Without a word, I shove past him into the room, on full alert for any sign of a companion. The suite is as I remembered, and I don’t spot anything, not even a scrap of lace.
His dark eyes flicker with surprise as he turns around, his hands pushing the doors closed. “Ava.”
I spin around to face him. “Don’t you Ava me, you son of a bitch!”
“What’s this about?”
“You fucking bastard. You told the school about me living with Bennie, didn’t you?”
Shutters come down over his eyes, making him appear impossibly aloof. He radiates the self-possessed calm and arrogance that can only come from an unshakable conviction that he is entitled to everything he wishes for.
If I needed proof of how different—how incompatible—we are, I only need to see this side of him.
“Do you have any idea how the principal at my school treated me? She acted like I was a harlot! A slut! Then I got a message from the school in Chiang Mai where I interviewed telling me they’re rescinding their offer now that they know I’m an amoral whore.”
The muscles in his face tense, his alert gaze on mine.
“So great. Congratulations. You just destroyed my career and means of supporting myself. I hope you’re happy.”
“Ava, that wasn’t what I was trying to do,” he says tightly.
“Really?” I pull back exaggeratedly, then fling my arm out. “You sure could’ve fooled me.”
“If you want to be independent, I can arrange for that. I can give you money—no strings attached. A million or two should be enough to set you up…unless you want more.”
My breath heaves, blood roaring in my head. This is just like him, to think everything can be resolved with money and things it can buy.
Not just any money, bu
t his money. His gifts.
“I don’t want your damned money.”
“It’s a gift.”
“You mean payment for being your whore.” I pick up a vase with a single red rose from the low table by the window and hurl it at him. He ducks before it can connect with his face.
“What the fuck?” he yells.
“You’re saying ‘what the fuck’ after throwing money at me? You crushed my hea—” I catch myself. I am not letting him know I actually loved him back then. “You cost me my current job. You got me fired from a school where I haven’t even started. What do you want to destroy now? My pride? My spirit?” My fists shake at my sides. “I don’t think I was ever that good of a fuck, so what’s your problem? Ego couldn’t take that I left you, and now you want me to pay on my knees? Would that get you to leave me alone?”
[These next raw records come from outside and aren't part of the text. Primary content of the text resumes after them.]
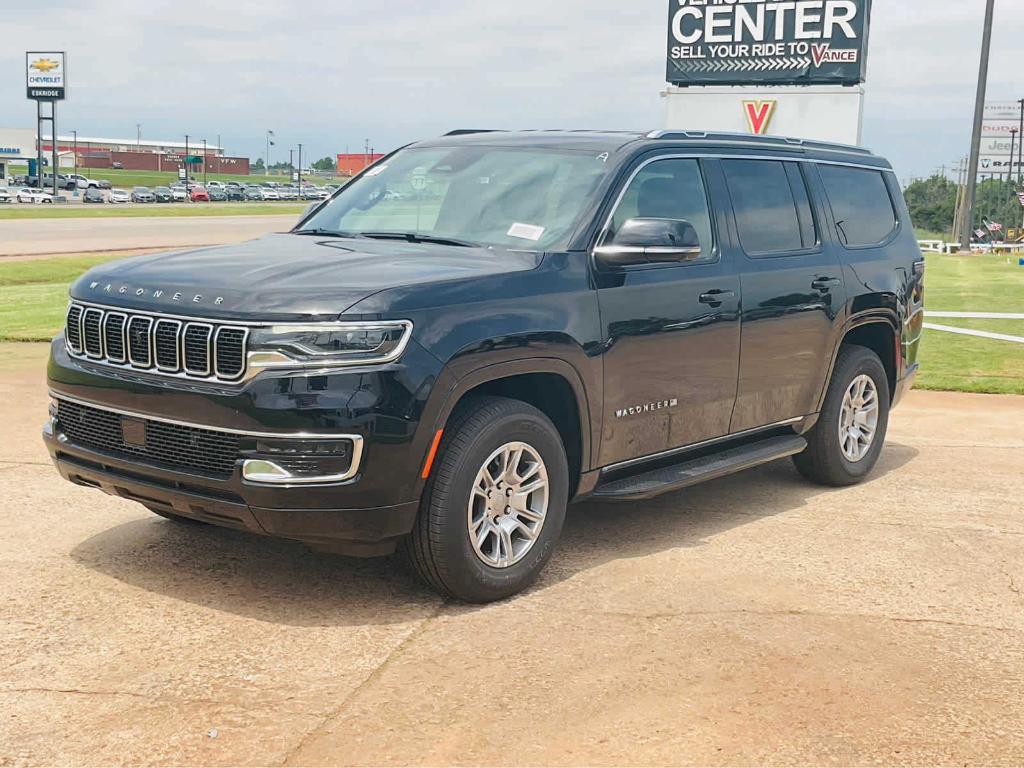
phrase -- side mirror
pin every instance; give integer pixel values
(643, 241)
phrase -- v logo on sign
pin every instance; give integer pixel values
(759, 115)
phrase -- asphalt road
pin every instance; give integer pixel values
(47, 237)
(753, 620)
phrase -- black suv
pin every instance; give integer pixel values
(483, 328)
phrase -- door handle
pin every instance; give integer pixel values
(824, 285)
(715, 298)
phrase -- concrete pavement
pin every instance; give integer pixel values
(49, 237)
(753, 620)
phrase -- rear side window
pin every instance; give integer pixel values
(773, 212)
(860, 203)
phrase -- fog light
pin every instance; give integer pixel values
(301, 461)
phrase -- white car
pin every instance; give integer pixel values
(28, 195)
(82, 182)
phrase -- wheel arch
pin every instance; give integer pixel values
(551, 385)
(878, 331)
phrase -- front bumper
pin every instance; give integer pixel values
(363, 512)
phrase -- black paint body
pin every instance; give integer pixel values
(619, 339)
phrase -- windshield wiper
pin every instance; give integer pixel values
(417, 238)
(321, 232)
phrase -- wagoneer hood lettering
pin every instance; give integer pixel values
(285, 275)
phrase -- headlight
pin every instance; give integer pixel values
(325, 345)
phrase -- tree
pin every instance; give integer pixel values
(932, 203)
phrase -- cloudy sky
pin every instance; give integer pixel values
(332, 74)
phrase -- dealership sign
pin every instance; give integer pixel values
(764, 42)
(45, 75)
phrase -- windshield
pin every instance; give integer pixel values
(489, 196)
“This isn’t about sex or hurt feelings or ego! It has nothing to do with those things.”
He crosses the living room until he’s standing only a hairsbreadth away from me and wraps his big, warm hands around my arms. I can smell the soap clinging on his clean, taut skin, and I hate myself for noticing.
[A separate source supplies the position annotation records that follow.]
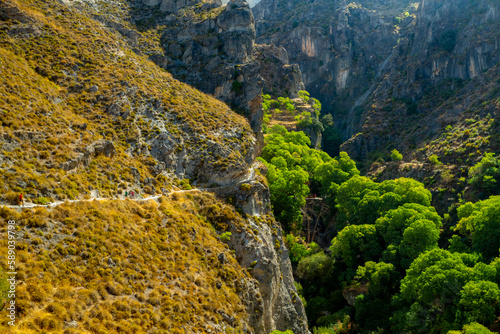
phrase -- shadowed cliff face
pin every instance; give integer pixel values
(374, 67)
(123, 117)
(340, 47)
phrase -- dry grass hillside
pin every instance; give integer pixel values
(125, 267)
(67, 82)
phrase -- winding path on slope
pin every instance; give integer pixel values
(250, 176)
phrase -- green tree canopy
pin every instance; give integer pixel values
(481, 223)
(356, 244)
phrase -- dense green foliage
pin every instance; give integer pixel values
(385, 255)
(293, 165)
(484, 177)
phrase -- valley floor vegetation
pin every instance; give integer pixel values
(125, 267)
(394, 265)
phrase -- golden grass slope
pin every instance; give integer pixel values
(48, 115)
(126, 267)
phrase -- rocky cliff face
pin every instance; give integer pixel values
(376, 67)
(115, 121)
(341, 48)
(453, 43)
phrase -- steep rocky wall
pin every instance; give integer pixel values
(359, 58)
(340, 47)
(261, 248)
(166, 128)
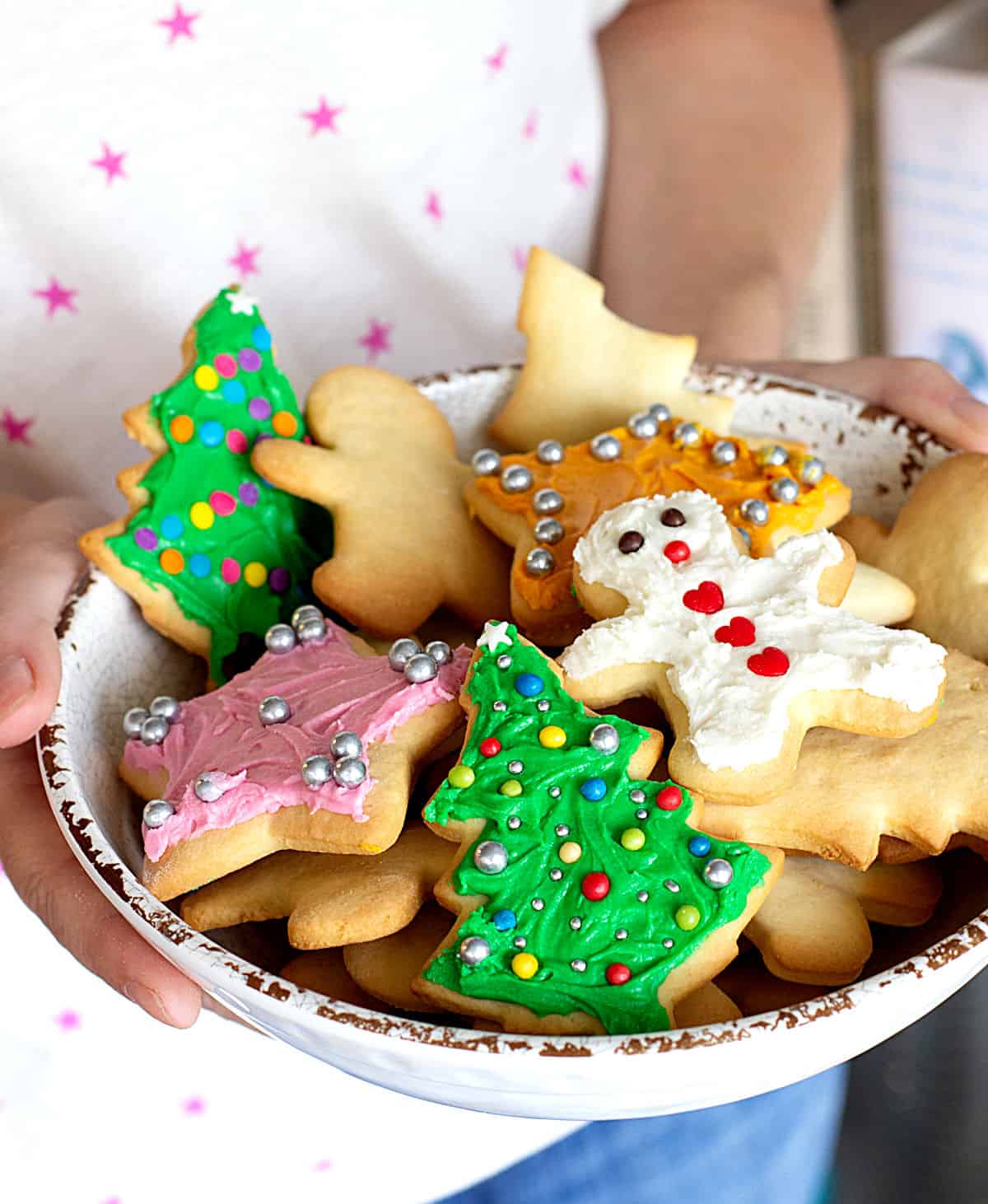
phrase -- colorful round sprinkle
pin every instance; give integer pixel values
(461, 776)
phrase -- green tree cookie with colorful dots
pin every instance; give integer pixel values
(586, 901)
(213, 554)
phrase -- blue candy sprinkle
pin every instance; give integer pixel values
(594, 789)
(529, 684)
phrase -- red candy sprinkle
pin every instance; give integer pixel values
(668, 799)
(677, 550)
(706, 599)
(739, 632)
(769, 662)
(596, 886)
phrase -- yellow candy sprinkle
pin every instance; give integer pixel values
(206, 378)
(254, 573)
(633, 839)
(201, 513)
(525, 964)
(461, 776)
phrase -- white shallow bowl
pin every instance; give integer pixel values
(114, 661)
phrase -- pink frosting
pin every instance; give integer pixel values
(329, 688)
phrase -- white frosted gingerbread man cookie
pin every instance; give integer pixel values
(744, 656)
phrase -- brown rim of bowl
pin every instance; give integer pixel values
(100, 861)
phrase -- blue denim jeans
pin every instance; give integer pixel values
(777, 1146)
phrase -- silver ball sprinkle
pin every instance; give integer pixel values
(156, 812)
(811, 472)
(539, 562)
(473, 950)
(785, 489)
(515, 479)
(317, 771)
(604, 447)
(604, 738)
(402, 651)
(724, 451)
(346, 744)
(440, 651)
(717, 873)
(207, 789)
(548, 501)
(755, 511)
(273, 709)
(485, 463)
(490, 857)
(349, 772)
(550, 451)
(773, 454)
(154, 730)
(548, 531)
(686, 435)
(644, 425)
(300, 614)
(420, 669)
(279, 638)
(133, 721)
(166, 707)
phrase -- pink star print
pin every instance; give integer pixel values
(496, 60)
(576, 175)
(112, 164)
(17, 432)
(377, 340)
(245, 260)
(324, 119)
(57, 297)
(179, 23)
(432, 206)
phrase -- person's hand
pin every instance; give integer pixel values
(39, 563)
(917, 389)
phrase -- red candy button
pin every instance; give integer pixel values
(668, 799)
(706, 599)
(618, 974)
(739, 633)
(596, 886)
(769, 662)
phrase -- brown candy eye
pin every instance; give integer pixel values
(630, 542)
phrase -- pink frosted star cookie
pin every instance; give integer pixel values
(313, 749)
(744, 656)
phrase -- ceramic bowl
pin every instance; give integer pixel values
(112, 661)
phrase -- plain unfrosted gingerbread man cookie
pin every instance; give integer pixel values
(384, 465)
(744, 656)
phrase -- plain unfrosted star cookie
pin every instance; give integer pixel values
(939, 547)
(744, 656)
(384, 465)
(586, 369)
(313, 749)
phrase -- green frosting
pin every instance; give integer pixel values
(664, 868)
(245, 550)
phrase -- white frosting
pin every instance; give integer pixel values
(737, 718)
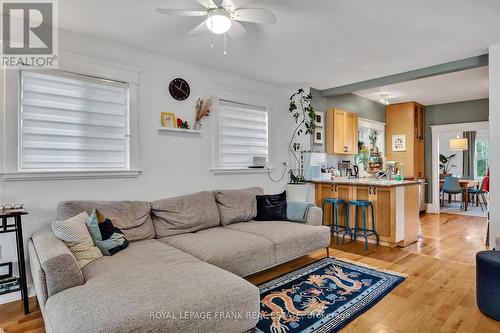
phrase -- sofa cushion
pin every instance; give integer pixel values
(132, 217)
(75, 235)
(234, 251)
(271, 207)
(187, 213)
(146, 288)
(290, 239)
(108, 238)
(237, 205)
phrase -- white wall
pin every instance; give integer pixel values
(171, 164)
(494, 75)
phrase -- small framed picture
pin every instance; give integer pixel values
(319, 118)
(318, 135)
(399, 142)
(5, 270)
(168, 120)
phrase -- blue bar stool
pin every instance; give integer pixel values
(335, 227)
(363, 204)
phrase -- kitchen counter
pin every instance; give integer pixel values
(366, 182)
(396, 205)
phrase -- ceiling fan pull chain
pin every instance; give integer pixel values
(225, 43)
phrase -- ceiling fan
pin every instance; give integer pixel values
(222, 17)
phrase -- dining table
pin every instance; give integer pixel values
(465, 184)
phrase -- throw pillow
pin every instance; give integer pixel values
(74, 233)
(237, 205)
(108, 238)
(271, 207)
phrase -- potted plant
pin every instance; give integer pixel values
(445, 165)
(375, 156)
(304, 117)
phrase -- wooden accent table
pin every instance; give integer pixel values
(466, 184)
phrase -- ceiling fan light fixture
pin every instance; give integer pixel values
(218, 21)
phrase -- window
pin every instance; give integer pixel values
(72, 122)
(243, 133)
(482, 157)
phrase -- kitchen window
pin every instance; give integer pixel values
(73, 122)
(243, 133)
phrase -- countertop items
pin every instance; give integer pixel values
(367, 182)
(396, 206)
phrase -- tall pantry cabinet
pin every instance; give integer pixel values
(407, 119)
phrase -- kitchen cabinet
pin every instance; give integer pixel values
(341, 132)
(407, 119)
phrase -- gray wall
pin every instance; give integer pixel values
(364, 107)
(450, 113)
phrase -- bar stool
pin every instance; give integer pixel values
(335, 227)
(363, 204)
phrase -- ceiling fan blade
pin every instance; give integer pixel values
(181, 12)
(255, 15)
(232, 5)
(200, 28)
(207, 3)
(237, 30)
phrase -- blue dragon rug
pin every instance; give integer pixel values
(322, 297)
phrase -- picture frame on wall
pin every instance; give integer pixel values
(5, 270)
(318, 135)
(168, 120)
(399, 142)
(320, 118)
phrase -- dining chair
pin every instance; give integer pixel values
(479, 194)
(451, 186)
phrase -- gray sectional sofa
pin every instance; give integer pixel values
(182, 271)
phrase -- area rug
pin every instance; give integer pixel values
(322, 297)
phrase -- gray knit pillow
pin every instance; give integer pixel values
(75, 234)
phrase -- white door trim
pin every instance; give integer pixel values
(436, 130)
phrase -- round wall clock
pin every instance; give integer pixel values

“I would never work this hard just for sex, Ava. This is about how I feel about you.”
How I feel about you…
How cheap is that phrase? How empty?
A lot of people have said that even as they knew they were betraying me. Dad said it. Mom said it. Ex-boyfriends said it.
Don’t you know how I feel about you?
How can you not know how I feel about you?
Like it’s some kind of character flaw that I can’t figure out how little they cared for me.